= For Real (TV series) =

Australien Comedy tv channel for kids and teenagers

For Real! is an Australian comedy television program for children and teenagers which first screened on 10 Shake on 17 October 2020.

Taylor, Maddie, Jet, Lucas and George gather every afternoon in a ramshackle makeshift studio space to produce and record their YouTube show. They try to stay on task and get their show out before they have to be at training, do homework and combat their teen social pressures. Their greatest obstacle is their local Mayor, who creates havoc within the community and motivates the teens to get involved and stand up for what they believe.
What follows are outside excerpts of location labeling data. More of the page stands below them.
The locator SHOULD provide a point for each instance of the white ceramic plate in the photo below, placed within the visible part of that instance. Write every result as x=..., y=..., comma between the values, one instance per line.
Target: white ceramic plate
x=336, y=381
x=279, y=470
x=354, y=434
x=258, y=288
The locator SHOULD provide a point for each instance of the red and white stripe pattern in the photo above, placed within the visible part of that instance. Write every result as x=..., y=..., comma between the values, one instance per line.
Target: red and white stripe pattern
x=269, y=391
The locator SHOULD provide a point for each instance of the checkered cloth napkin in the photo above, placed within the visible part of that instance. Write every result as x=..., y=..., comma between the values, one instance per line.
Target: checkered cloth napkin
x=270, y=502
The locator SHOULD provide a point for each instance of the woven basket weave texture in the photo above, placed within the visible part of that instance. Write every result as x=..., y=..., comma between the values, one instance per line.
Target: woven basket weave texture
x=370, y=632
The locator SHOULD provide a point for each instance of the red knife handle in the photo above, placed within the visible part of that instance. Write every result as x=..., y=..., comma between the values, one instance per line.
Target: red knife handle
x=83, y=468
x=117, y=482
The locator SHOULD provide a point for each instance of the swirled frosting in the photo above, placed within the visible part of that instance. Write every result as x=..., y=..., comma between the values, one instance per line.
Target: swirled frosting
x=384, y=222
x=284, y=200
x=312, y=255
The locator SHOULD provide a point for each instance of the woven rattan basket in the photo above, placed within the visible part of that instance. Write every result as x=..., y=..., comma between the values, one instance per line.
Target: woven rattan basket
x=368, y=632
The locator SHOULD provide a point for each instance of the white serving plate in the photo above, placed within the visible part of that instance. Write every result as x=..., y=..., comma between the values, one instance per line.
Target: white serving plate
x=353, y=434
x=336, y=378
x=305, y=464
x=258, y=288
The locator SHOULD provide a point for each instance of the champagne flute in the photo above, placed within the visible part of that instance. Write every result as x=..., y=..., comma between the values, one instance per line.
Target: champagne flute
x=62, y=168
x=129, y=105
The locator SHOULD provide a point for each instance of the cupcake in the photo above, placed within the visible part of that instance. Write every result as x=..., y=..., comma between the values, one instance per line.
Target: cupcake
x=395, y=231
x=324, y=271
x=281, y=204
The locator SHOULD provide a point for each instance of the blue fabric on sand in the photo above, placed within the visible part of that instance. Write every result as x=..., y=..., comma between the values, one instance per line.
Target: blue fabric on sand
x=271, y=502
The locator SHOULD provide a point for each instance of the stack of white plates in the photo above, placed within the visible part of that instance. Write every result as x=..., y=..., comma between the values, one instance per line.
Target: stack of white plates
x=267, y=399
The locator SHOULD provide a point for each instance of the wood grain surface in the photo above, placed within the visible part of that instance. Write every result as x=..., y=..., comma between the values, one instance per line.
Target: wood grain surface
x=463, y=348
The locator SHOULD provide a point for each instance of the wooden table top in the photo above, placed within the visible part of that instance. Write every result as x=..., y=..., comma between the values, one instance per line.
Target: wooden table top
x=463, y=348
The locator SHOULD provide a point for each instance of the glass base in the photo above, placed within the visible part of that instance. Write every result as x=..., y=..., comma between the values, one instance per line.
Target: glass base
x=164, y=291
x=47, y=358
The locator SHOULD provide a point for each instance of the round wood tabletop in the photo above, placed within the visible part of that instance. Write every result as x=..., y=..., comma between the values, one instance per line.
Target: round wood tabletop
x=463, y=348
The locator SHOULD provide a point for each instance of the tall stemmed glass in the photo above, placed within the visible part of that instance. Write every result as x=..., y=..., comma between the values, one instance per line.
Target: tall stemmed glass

The group becomes community activists as a result of their interaction with the Mayor.

==Cast==
- Madison Russo as George
- Harrison Aston as Jet
- Hunter Stanford as Lucas
- Melody Kiptoo as Maddie
- El Smith as Taylor
- Penny Greenhalgh as Mayor Nesbitt

==Production==
The 37 part series was created by Monica O’Brien for Ambience Entertainment. It was written by Joel Slack-Smith, Penny Greenhalgh, Amy Stewart, Melissa Lee Speyer, Daniel Oates, Monica O'Brien, John Unwin, Hannah Fitzpatrick, Stephen Abbott and Warren Coleman. The series is directed by Keaton Stewart, Joel Slack–Smith and Monica O'Brien with Sue Keating as Series Producers.